Learning the basics of the Datasette ecosystem with crates.io data

Published: 24 July, 2023, updated: 24 July, 2023

Background

I’ve been enjoying exploring the data from the Bevy game jam, and wondered what other ways one could come up with an idea of the popular/active Bevy ecosystem using data. One speculative investigation involves understanding the time taken from a new Bevy minor version (since Bevy is still pre-1.0, this means a breaking change) and when various Bevy dependents (libraries and games/apps) are updated.

The simplest option here is to look at crates.io, which helpfully provides a few different means of data access. One of these is a database dump, which gave me an excuse to finally use the Datasette ecosystem on a small project. Datasette’s tagline is “Find stories in data”, which is very much what I’m trying to do.

Getting the dump

The database dump has a fixed URL which uses a redirect to a fixed per-object URL. The archive stores the data in a folder named with the time of the database dump.
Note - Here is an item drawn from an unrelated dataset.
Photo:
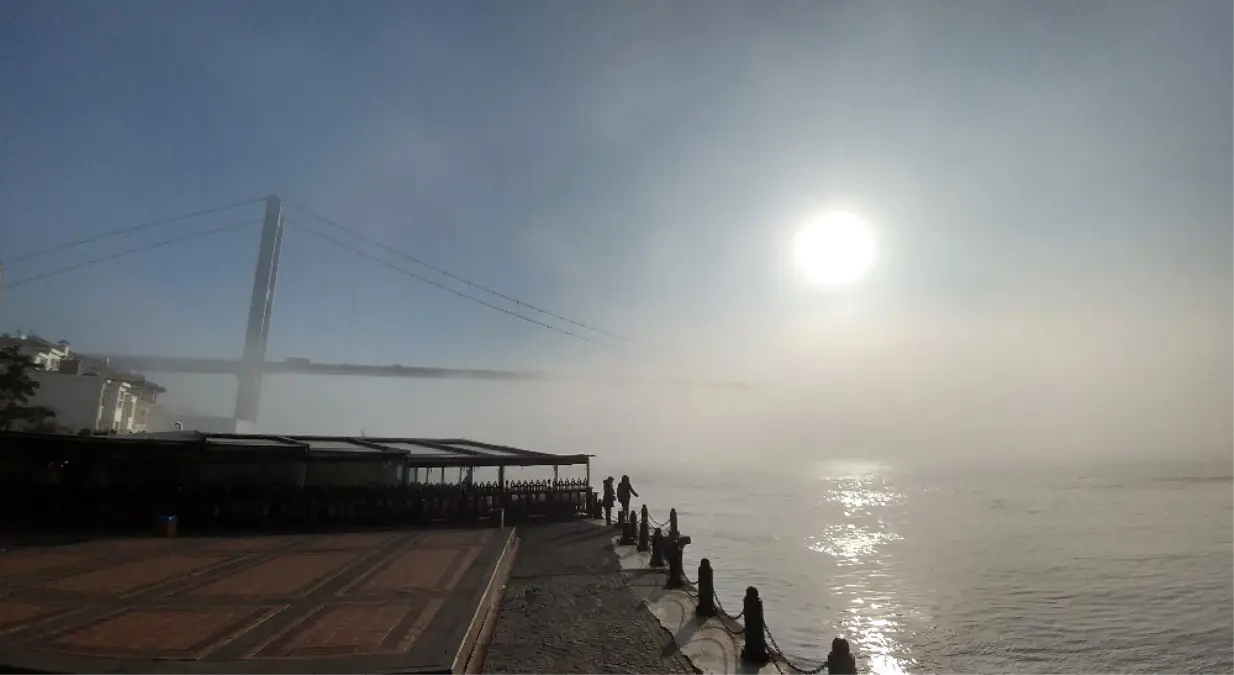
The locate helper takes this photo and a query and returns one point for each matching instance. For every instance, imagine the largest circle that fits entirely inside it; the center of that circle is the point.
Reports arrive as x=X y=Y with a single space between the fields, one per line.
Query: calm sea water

$ curl -OL https://static.crates.io/db-dump.tar.gz
$ tar xzf db-dump.tar.gz
$ cd 2023-07-.../data

Data import and transformation using `sqlite-utils`

Datasette is built around SQLite for various reasons. sqlite-utils is the part of the Datasette ecosystem for getting that SQLite database created - getting the data out of various other formats and into the “common language” of SQLite and from there whatever transformations you want to make. The crates.io database dumps are in the PostgreSQL language for the schema, but the data itself is stored in simple CSVs, which is something sqlite-utils is set up to handle well.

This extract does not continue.